Thursday, September 5, 2013

19 questions about video games, multitasking, and aging (a HI-BAR commentary on a new Nature paper)

HI-BAR (Had I Been A Reviewer)

A post-publication review of Anguera et al (2013). Video game training enhances cognitive control in older adults. Nature, 501, 97-101.

For more information about HI-BAR reviews, see my post from earlier today.

In a paper published this week in Nature, Anguera et al reported a study in which older adults were trained on a driving video game for 12 hours. Approximately 1/3 of the participants engaged in multitasking training (both driving and detecting signs), another 1/3 did the driving or sign tasks separately without having to do both at once, and the final 1/3 was a no-contact control.
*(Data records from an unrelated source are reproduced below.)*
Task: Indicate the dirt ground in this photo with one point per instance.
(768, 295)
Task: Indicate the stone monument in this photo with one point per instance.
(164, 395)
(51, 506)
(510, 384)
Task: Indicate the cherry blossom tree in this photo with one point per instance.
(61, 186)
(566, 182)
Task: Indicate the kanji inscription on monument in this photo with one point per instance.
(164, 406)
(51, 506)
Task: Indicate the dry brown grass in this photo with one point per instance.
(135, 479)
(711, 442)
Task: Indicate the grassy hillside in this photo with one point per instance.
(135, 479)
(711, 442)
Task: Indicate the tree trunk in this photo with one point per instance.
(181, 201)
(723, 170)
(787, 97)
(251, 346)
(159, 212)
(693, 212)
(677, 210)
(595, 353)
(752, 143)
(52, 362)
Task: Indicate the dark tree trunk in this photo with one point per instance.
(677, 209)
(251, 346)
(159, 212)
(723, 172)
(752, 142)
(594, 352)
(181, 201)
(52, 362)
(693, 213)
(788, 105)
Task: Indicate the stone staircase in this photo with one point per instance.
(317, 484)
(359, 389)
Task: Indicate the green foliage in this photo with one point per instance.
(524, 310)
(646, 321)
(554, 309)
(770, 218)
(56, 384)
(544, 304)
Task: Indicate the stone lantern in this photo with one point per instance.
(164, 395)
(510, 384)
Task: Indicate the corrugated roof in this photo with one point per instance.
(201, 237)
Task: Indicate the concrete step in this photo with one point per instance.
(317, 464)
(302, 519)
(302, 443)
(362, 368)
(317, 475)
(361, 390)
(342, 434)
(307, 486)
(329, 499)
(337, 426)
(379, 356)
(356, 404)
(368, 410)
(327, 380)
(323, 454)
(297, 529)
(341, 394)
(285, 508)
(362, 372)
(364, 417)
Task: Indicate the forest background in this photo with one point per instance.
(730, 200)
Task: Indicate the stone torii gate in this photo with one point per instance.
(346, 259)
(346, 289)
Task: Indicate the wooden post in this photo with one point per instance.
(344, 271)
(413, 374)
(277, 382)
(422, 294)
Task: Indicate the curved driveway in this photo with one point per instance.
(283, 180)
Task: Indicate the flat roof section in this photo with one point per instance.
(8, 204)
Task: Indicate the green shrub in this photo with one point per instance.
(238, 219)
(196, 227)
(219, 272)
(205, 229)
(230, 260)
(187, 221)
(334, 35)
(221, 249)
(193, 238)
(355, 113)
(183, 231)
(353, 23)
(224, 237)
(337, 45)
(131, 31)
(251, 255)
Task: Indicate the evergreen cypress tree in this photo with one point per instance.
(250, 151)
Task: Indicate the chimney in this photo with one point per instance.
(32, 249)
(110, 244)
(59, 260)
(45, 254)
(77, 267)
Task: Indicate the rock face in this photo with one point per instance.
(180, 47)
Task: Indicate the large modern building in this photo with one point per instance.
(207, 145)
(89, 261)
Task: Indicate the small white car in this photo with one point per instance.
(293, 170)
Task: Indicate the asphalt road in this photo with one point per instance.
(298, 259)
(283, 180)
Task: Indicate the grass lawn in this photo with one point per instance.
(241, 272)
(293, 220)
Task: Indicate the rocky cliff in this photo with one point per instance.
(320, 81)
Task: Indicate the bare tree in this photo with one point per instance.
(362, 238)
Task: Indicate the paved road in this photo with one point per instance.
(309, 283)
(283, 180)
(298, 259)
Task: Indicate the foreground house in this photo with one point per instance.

The key findings in the paper: 

  • After multitasking training, the seniors attained "levels beyond those achieved by untrained 20-year-old participants, with gains persisting for 6 months"
  • Multitasking training "resulted in performance benefits that extended to untrained cognitive control abilities"
  • Neural measures of midline-frontal theta power and frontal-parietal theta coherence correlated with these improvements
This is one of many recent papers touting the power of video games to improve cognition, published in a top journal, that receives glowing (almost breathless) media coverage: The NY Times reports "A Multitasking Video Game Makes Old Brains Act Younger." A story in Nature in nature claims "Gaming Improves Multitasking Skills." The Atlantic titles their story, "How to Rebuild an Attention Span." (Here's one exception that notes a few limitations). 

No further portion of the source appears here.